Dean of Admissions Costas Solomou said officials will no longer require applicants to manually report their grades on the Common App after users reported to officials last year that the process was “cumbersome.” GW was the only institution of the six that piloted the feature last year to drop out of the program, according to the Common App.
“Seeing this new section as an additional barrier to completing an application for admissions, we decided to opt out of the self-reporting grades section this year in an effort to make the application process as smooth as possible for interested students,” Solomou said in an email.
The University first launched the “Courses & Grades” feature last year alongside five other institutions, including the University of Southern California, one of GW’s peer schools. The form allowed students to self-report grades without waiting on a guidance counselor, but high schools were still required to submit transcripts to verify the data.
Solomou said officials sent information to potential applicants and high school counselors ahead of the change last year knowing the feature would be more time-consuming, but users reported they were unsure how to navigate the form.
But a year later, 30 colleges and universities have signed on to use the Courses & Grades feature, according to the Common App.

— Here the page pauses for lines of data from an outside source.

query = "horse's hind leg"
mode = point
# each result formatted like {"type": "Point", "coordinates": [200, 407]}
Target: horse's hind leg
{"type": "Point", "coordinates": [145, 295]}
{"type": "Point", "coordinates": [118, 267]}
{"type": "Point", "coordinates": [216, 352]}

“The introduction of courses and grades reporting was made to provide those members that allow for self-reporting of transcripts in their admissions process to have the flexibility to collect that information easily from applicants via the Common App,” Daniel Obregon, a spokesman for the Common Application, said in an email.
Obregon declined to say how the feature has affected the number or quality of applicants at institutions that use the form.
Admissions officials at schools that debuted the feature with GW last year said the process improved the quality of applications by enabling students to be more proactive about completing their application.
Tim Brunold, the dean of admissions at USC, said the feature made it easier for officials to review applications because it standardized transcripts across the entire applicant pool.
“The same can’t always be said for official transcripts – we receive applications from students at more than 10,000 high schools around the world,” he said in an email.
At Purdue and Chapman universities, which both piloted the program with GW last year, the number of applicants rose after implementing the feature on the Common App, admissions officers said.
Mitch Warren, the director of admissions at Purdue University, said the form streamlined the application process for prospective students.
“The saving grace for our admissions staff for Purdue is it allows the applications to be complete to complete them more quickly so that students don’t need to work through their high school to get a transcript,” he said.
Warren added that when the feature was first implemented at Purdue last academic year, admissions officers were initially worried that students would submit falsified grades. But after requesting official transcripts from Class of 2022 applicants, “we found not a single major discrepancy” among students’ grades, he said.
Katie Condon, the assistant director of admissions and recruitment at West Virginia University, said the number of applicants at WVU dropped since introducing the feature – but the quality of applicants improved.
Because students are reporting their grades without oversight from their high school, they became more efficient about checking in with admissions offices on the status of their application, Condon said.
“With our standard application timeline, a lot of it is dictated by how well they can talk with their high school guidance counselors and get their transcript,” she said. “A lot of it wasn’t dictated by the student, necessarily, but a lot of bureaucracy at high schools. Now it’s the students’ responsibility.”